En application de l'article L. 133-12 du code du travail, le ministre du travail, de l'emploi et de la formation professionnelle envisage de prendre un arrêté tendant à rendre obligatoires, pour tous les employeurs et tous les salariés entrant dans son champ d'application, les dispositions de la convention collective ainsi que des accords la complétant, ci-après indiqués. Le texte de cette convention et des accords la complétant a été déposé à la direction départementale du travail et de l'emploi du lieu de leur conclusion, où il pourra en être pris connaissance.
Dans un délai de quinze jours, les organisations professionnelles et toutes personnes intéressées sont priées de faire connaître leurs observations et avis au sujet de la généralisation envisagée.
Leurs communications devront être adressées au ministère du travail, de l'emploi et de la formation professionnelle (D.R.T., bureau N.C. 1), 1, place de Fontenoy, 75350 PARIS 07 SP.
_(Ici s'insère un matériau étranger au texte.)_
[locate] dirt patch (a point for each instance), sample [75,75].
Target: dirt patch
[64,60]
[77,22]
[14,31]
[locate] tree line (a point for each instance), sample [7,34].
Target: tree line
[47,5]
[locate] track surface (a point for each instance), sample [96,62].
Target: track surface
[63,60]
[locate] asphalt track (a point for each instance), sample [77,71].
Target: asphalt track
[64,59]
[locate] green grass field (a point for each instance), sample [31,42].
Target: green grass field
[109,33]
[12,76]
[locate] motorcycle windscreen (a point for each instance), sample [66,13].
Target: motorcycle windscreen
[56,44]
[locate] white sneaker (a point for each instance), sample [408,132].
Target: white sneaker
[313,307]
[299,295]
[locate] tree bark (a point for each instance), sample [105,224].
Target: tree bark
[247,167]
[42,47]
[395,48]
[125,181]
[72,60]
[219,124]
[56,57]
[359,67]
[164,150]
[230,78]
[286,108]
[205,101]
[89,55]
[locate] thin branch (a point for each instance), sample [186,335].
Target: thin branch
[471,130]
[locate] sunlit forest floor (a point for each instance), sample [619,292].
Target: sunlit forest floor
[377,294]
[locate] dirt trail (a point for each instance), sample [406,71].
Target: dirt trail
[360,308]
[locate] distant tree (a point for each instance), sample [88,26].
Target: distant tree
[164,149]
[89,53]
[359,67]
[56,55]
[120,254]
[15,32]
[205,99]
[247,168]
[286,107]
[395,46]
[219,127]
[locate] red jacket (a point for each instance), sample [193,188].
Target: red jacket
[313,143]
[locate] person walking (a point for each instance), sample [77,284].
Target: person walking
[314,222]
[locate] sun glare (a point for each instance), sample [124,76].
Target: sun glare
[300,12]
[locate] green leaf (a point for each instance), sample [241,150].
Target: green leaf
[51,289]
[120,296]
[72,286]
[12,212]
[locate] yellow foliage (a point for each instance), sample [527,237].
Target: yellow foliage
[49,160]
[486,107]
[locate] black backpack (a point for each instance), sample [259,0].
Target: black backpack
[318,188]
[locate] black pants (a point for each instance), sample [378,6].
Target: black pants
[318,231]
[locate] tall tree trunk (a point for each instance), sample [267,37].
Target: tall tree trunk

Convention collective dont l'extension est envisagée:
Convention collective du département du Cher du 16 décembre 1991 (trois annexes).
Lieu de dépôt:
Direction départementale du travail et de l'emploi du Cher, à Bourges.
Objet:
La convention collective règle dans le département du Cher les rapports de travail entre, d'une part, les employeurs dont l'activité relève d'une des activités énumérées à l'article I-1 de la convention collective nationale du 8 octobre 1990 (entreprises de plus de dix salariés) et non visées par le décret no 62-235 du 1er mars 1962 modifié et, d'autre part, les ouvriers qu'ils emploient à une activité Bâtiment.
Signataires:
Fédération départementale des entrepreneurs et artisans du bâtiment et des travaux publics du Cher;
Organisations syndicales intéressées rattachées à la C.G.T., à la C.F.D.T., à la C.G.T.-F.O. et à la C.F.T.C.